Das ukrainische neonazistische Asow-Bataillon hat an der «Ausbildung und Radikalisierung» von weißen Rassisten in den USA teilgenommen, stellte das FBI in einer jüngst erfolgten Anklage gegen mehrere Männer fest, die an der Gewalt in Charlottesville beteiligt waren.

Vier Mitglieder der Bewegung «Rise Above Movement» (RAM), die vom FBI als «extremistische Gruppe der weißen Vorherrschaft» (Suprematisten)bezeichnet werden, sind unter anderem nach der Gewalt vom August 2017 in Charlottesville wegen einer Verschwörung zum Aufruhr angeklagt. In der vom FBI-Sonderbeauftragten Scott Bierwirth unterzeichneten eidesstattlichen Erklärung wird unter anderen Aktivisten vielfach der 28-jährige Robert Rundo dokumentiert.

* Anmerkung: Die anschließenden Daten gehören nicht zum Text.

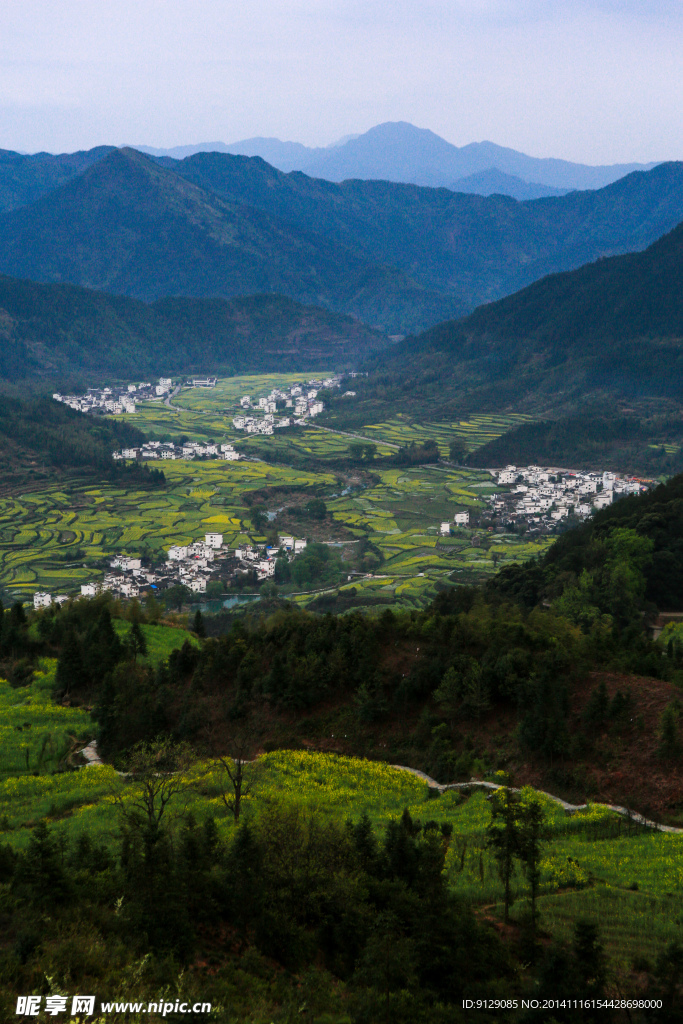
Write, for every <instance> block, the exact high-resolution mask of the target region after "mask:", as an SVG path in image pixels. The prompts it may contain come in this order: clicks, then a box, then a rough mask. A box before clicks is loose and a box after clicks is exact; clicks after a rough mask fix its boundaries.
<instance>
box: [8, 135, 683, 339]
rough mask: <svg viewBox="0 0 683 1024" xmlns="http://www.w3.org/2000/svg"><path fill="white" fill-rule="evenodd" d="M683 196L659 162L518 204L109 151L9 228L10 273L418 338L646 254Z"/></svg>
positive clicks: (251, 159)
mask: <svg viewBox="0 0 683 1024" xmlns="http://www.w3.org/2000/svg"><path fill="white" fill-rule="evenodd" d="M79 159H80V160H81V163H82V165H85V163H86V161H87V160H89V159H90V158H89V156H88V155H79ZM682 186H683V164H676V163H674V164H661V165H658V166H657V167H655V168H654V169H652V170H650V171H647V172H635V173H632V174H629V175H627V176H626V177H624V178H622V179H620V180H618V181H616V182H614V183H613V184H611V185H608V186H606V187H604V188H601V189H597V190H589V191H583V193H570V194H568V195H565V196H558V197H553V198H548V199H542V200H536V201H527V202H516V201H514V200H512V199H510V198H507V197H503V196H490V197H487V198H482V197H480V196H476V195H469V196H468V195H463V194H454V193H451V191H449V190H447V189H444V188H429V187H423V186H418V185H409V184H398V183H392V182H387V181H344V182H341V183H336V182H330V181H325V180H321V179H315V178H309V177H308V176H306V175H304V174H302V173H299V172H292V173H289V174H285V173H283V172H282V171H278V170H276V169H275V168H273V167H271V166H269V165H268V164H266V163H265V162H264V161H263V160H261V159H260V158H247V157H233V156H229V155H224V154H216V153H211V154H198V155H196V156H194V157H189V158H186V159H184V160H182V161H175V160H171V159H170V158H162V159H158V160H156V159H152V158H148V157H145V156H144V155H142V154H139V153H137V152H136V151H132V150H114V151H108V152H104V153H103V154H102V153H101V152H100V153H99V154H98V159H97V160H96V161H95V160H94V159H93V160H90V163H89V165H88V166H86V167H85V169H82V168H81V170H80V173H79V174H78V176H73V177H71V179H70V180H68V181H67V182H66V183H61V184H59V185H58V186H57V187H55V188H53V189H52V190H50V191H48V193H47V194H46V195H43V196H42V197H41V198H40V199H38V200H36V201H35V202H32V203H31V204H29V205H24V206H22V207H19V208H15V209H13V210H10V211H7V212H5V213H4V214H2V215H0V272H4V273H6V274H9V275H12V276H15V278H28V279H31V280H34V281H41V282H55V283H66V282H69V283H72V284H78V285H82V286H84V287H87V288H92V289H99V290H104V291H109V292H113V293H118V294H125V295H129V296H132V297H135V298H139V299H142V300H144V301H154V300H156V299H158V298H162V297H164V296H168V295H185V296H196V297H211V296H223V297H228V298H229V297H232V296H237V295H245V294H253V293H280V294H284V295H287V296H289V297H290V298H292V299H294V300H296V301H298V302H303V303H306V304H315V305H319V306H323V307H326V308H329V309H332V310H335V311H337V312H341V313H344V314H347V315H352V316H354V317H357V318H358V319H360V321H362V322H365V323H367V324H371V325H374V326H376V327H378V328H380V329H381V330H383V331H385V332H386V333H388V334H390V335H400V334H405V333H409V332H413V333H417V332H419V331H420V330H423V329H425V328H428V327H429V326H430V325H433V324H436V323H438V322H439V321H443V319H449V318H454V317H457V316H462V315H463V314H465V313H467V312H468V311H469V310H472V309H473V308H474V307H475V306H477V305H478V304H480V303H482V302H489V301H492V300H496V299H498V298H500V297H502V296H504V295H506V294H510V293H512V292H514V291H516V290H518V289H519V288H521V287H524V286H525V285H527V284H529V283H530V282H532V281H535V280H538V279H539V278H541V276H543V275H545V274H547V273H549V272H552V271H556V270H562V269H569V268H572V267H578V266H580V265H582V264H584V263H586V262H588V261H590V260H594V259H597V258H599V257H601V256H605V255H612V254H615V253H626V252H629V251H634V250H638V249H642V248H644V247H645V246H647V245H649V244H650V243H651V242H652V241H654V240H655V239H656V238H658V237H660V236H661V234H663V233H665V232H666V231H668V230H670V229H671V228H672V227H673V226H674V225H676V224H677V223H679V222H680V221H681V220H683V187H682ZM16 193H17V188H16V187H15V194H16Z"/></svg>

Er soll bis in das Jahr 2018 nach Deutschland, Italien und in die Ukraine gereist sein.

«Basierend auf meiner Ausbildung und Erfahrung weiß ich, dass das Asow-Bataillon eine paramilitärische Einheit der ukrainischen Nationalgarde ist, die für ihre Verbindung zur neonazistischen Ideologie und für die Verwendung der Nazi-Symbolik bekannt ist und von der angenommen wird, dass sie an der Ausbildung und Radikalisierung von in den Vereinigten Staaten ansässigen weißen Suprematisten-Organisationen teilgenommen hat», erklärte Bierwirth, der vor seinem Eintritt in das FBI Offizier in der US-Armee war.

Das Asow-Bataillon begann als paramilitärische Gruppe, bestehend aus rechten Nationalisten, und ist heute Teil des ukrainischen Innenministeriums. Es genießt Schutz und Unterstützung vonseiten der ukrainischen Regierung, auch weil deren ehemaliger Kommandant Andrei Bilitski nun Mitglied des nationalen Parlaments ist.